3 marketing lessons for hiring managers

'Post and pray,' 'help wanted' signs and other old-school techniques no longer cut it

With low unemployment and a shrinking labor force available to restaurants, the power has shifted from the employer to candidates. For most organizations, this means first establishing a new mindset in recruiting. The shift is away from from “how do I effectively select the right candidate from many” to “how do I get good candidates to even apply so I can be selective?

Paired with an abundance of new technology and the prevalence of information on the internet, what it takes to successfully recruit in the restaurant industry has dramatically changed. It has evolved into a different process in which you cannot simply “post and pray” or rely on street traffic and signage to bring the candidates through the door. Just because you posted it does not mean they will come. Successful companies now must become actively engaged with those looking for as well as those not looking for a job.

Interestingly, we can learn from business-to-consumer marketing processes, which have been dealing with nearly the exact problem for years: How do you appeal to customers and encourage them to buy from you, especially given changes in technology and the huge variety of options available to them?

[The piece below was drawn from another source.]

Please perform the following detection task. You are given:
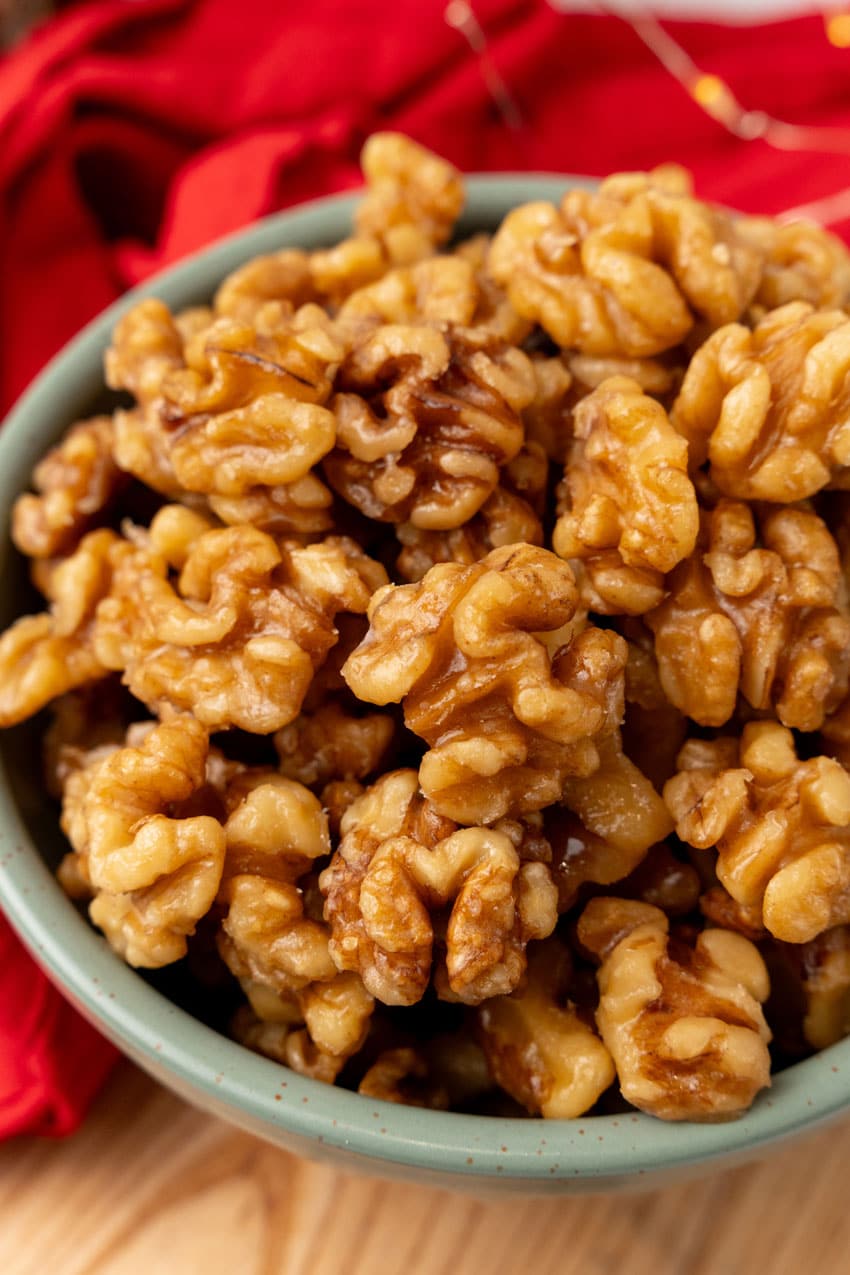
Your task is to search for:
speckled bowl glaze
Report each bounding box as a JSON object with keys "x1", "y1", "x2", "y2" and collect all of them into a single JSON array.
[{"x1": 0, "y1": 176, "x2": 850, "y2": 1195}]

Here are three consumer marketing strategies we can apply to recruitment:

1. Pitch what you want them to buy – even when they didn’t ask
Surprisingly, many employers fail to communicate even the most basic information about why someone would want to work at the company, including what makes the environment and culture great. Communicating this message through social media, job postings, your career site and other media using compelling messaging, videos and images helps people see your restaurant as a great place to work, even when they are not necessarily looking for a job. Restaurants are uniquely suited to do this, as customer web traffic is essentially potential candidate traffic. Putting your work culture up front in messaging ensures all exposure to your brand results in an awareness about how great it can be to work there. Talking about it, even absent of a “we are hiring!” message, creates an awareness with even passive candidates that your company could be their next employer.

2. Target your demographic and automate communication
An applicant tracking system (ATS) will provide you the tools you need to easily capture information from candidates before they even apply. Expecting candidates to have a full resume or to complete a lengthy application to show interest is no longer an effective process. A good ATS will help you reach individuals who are looking, but are not ready to begin the hiring process. Additionally, your ATS should provide tools to mine and market to candidates who may have been passed over for a particular opening, but could fit another. This “talent pool” is a group of potential candidates you can engage with your brand, so when both you and the candidate are ready to fill a position, the conversation has already started. This also gives you the opportunity to express interest back to candidates, making them feel special, putting your company at the top of their list as potential employers.

3. Test new content and evaluate your success
There is no silver bullet for recruitment marketing and campaigns cost money. As a result, make sure you are tailoring content to match the variety of interests and values candidates might have. Some individuals are looking for a shared set of values with your company, others are focused on pay and benefits, while others might want a flexible schedule or opportunities for advancement. Using a variety of content, through a variety of media, will help ensure your message resonates with candidates. Then, constantly evaluate the effectiveness of your campaigns and messaging, quantify the success and be ready to drop the things that don’t work, replace them with new messaging and double down on the ones that work.

In addition to these marketing lessons, one thing to remember is to not panic and lower your standards when you find it difficult to find applicants. Unfortunately, one way to stay staffed (at least temporarily) in a tough market is to lower your standards, allowing more candidates to be hired. But you will pay a price with low quality performance and turnover. While this is an obvious mistake to most, it is amazing how often it occurs. Rather than making this mistake, increase the number of candidates who can meet your standards through smart, targeted marketing to all candidates, not just those who are actively searching for a job.

James Ringler is director and senior consultant with Corvirtus’ Consulting Solutions.